Expected variance and similarities
Calculating product carbon footprints for the same material in three markets with different raw commodity sourcing locations, upstream processing locations, transportation distances and manufacturing locations will result in different PCF values.
Most of the differences in PCF values for the same product, ingredient, or commodity will be within a reasonable range between the three markets. This expected variance is based on primary commodity sourcing location as a driver of agricultural impacts for land management and land use change, And for ingredients and products, may also reflect differences in processing location, manufacturing location, and transportation distances.
If you encounter what you perceive as unexpected variance – or too great of a range for a given product, ingredient or commodity across markets – we encourage you to check our GCD FAQ document on why some commodities, ingredients, or products will have a notably larger or higher or lower carbon impact in any given market.
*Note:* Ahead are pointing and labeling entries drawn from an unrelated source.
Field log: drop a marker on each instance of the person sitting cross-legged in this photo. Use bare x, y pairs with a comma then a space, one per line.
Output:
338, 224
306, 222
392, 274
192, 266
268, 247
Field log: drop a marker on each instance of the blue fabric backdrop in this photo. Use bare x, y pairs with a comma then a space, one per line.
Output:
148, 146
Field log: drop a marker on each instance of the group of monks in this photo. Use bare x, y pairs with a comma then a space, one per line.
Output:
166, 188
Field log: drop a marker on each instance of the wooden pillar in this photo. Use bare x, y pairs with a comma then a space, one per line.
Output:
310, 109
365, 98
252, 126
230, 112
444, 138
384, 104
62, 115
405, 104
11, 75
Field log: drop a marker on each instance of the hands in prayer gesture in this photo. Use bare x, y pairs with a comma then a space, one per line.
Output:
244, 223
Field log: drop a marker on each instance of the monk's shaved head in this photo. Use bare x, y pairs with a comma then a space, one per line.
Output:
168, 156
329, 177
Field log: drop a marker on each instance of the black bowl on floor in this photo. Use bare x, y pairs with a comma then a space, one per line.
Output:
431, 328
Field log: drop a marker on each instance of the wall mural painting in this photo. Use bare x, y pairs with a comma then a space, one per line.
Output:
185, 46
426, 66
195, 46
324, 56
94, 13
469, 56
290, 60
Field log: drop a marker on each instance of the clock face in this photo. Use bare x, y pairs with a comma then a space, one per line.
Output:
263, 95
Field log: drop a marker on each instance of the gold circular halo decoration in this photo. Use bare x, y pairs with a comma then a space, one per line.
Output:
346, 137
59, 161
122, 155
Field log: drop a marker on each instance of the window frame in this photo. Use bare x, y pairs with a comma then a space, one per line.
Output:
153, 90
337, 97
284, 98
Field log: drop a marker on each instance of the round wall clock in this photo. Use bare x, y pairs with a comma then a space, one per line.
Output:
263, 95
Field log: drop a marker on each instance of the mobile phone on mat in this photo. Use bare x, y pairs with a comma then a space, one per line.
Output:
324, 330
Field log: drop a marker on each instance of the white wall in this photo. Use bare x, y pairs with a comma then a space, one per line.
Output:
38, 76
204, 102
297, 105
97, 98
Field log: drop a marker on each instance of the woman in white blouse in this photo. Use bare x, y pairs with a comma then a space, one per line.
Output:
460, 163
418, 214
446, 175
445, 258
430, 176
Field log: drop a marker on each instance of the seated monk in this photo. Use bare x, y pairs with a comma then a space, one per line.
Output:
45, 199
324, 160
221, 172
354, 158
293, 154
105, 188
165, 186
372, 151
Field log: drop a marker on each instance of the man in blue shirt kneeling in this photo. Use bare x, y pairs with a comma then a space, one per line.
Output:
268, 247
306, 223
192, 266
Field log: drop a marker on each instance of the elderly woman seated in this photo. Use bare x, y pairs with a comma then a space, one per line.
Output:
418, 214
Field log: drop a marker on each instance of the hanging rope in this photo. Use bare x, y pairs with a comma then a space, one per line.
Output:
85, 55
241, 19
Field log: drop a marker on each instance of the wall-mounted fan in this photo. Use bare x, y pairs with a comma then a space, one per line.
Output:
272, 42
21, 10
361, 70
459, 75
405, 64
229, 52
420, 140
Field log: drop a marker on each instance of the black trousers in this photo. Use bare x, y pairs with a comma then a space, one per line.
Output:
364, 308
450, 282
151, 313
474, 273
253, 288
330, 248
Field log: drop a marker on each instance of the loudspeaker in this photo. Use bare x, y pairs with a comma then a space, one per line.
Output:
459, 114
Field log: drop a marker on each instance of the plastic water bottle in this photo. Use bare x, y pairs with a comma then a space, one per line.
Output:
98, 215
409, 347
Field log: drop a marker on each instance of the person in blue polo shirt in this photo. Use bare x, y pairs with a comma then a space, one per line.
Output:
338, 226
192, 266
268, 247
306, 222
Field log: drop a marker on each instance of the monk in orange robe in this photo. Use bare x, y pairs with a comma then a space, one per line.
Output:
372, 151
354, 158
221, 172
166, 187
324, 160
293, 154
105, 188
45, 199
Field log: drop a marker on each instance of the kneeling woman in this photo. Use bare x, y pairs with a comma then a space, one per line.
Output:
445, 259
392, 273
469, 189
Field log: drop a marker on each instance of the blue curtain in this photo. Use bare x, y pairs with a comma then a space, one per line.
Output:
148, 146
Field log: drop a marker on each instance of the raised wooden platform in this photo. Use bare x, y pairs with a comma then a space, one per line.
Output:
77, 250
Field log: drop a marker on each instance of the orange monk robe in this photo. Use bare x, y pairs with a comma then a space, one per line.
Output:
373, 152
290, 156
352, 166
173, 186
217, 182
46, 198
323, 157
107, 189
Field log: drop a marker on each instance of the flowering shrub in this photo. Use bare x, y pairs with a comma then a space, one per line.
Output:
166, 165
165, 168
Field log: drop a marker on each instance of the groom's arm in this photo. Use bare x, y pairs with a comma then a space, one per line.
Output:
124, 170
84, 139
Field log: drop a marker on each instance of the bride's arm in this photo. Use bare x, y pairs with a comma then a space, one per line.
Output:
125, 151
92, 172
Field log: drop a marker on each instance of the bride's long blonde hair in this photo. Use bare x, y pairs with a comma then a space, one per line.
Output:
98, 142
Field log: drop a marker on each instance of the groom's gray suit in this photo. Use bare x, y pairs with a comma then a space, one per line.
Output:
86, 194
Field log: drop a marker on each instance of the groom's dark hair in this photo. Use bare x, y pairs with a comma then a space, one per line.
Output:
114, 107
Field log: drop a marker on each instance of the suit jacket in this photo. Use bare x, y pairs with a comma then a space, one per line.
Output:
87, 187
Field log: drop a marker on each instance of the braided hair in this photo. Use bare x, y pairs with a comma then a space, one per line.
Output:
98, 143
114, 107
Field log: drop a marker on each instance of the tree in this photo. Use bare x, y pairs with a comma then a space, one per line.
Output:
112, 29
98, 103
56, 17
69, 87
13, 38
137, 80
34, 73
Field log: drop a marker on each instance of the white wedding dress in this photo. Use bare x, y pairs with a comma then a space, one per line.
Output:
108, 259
For example, for the commodity peppers or the ingredient paprika, the EU market has notably lower carbon impacts. These lower carbon impacts for peppers or paprika from the EU are driven by sourcing from southwest Europe, where inputs required at the on-farm stage are measurably lower than for growing locations in the other two markets.
For certain metrics, like Waste Generated in Operations, you will see similar values across a variety of products. The similarity is a function of our assumptions of the amount of waste during the manufacturing stages. There is limited data available at this stage and it is a small contribution to the overall footprint.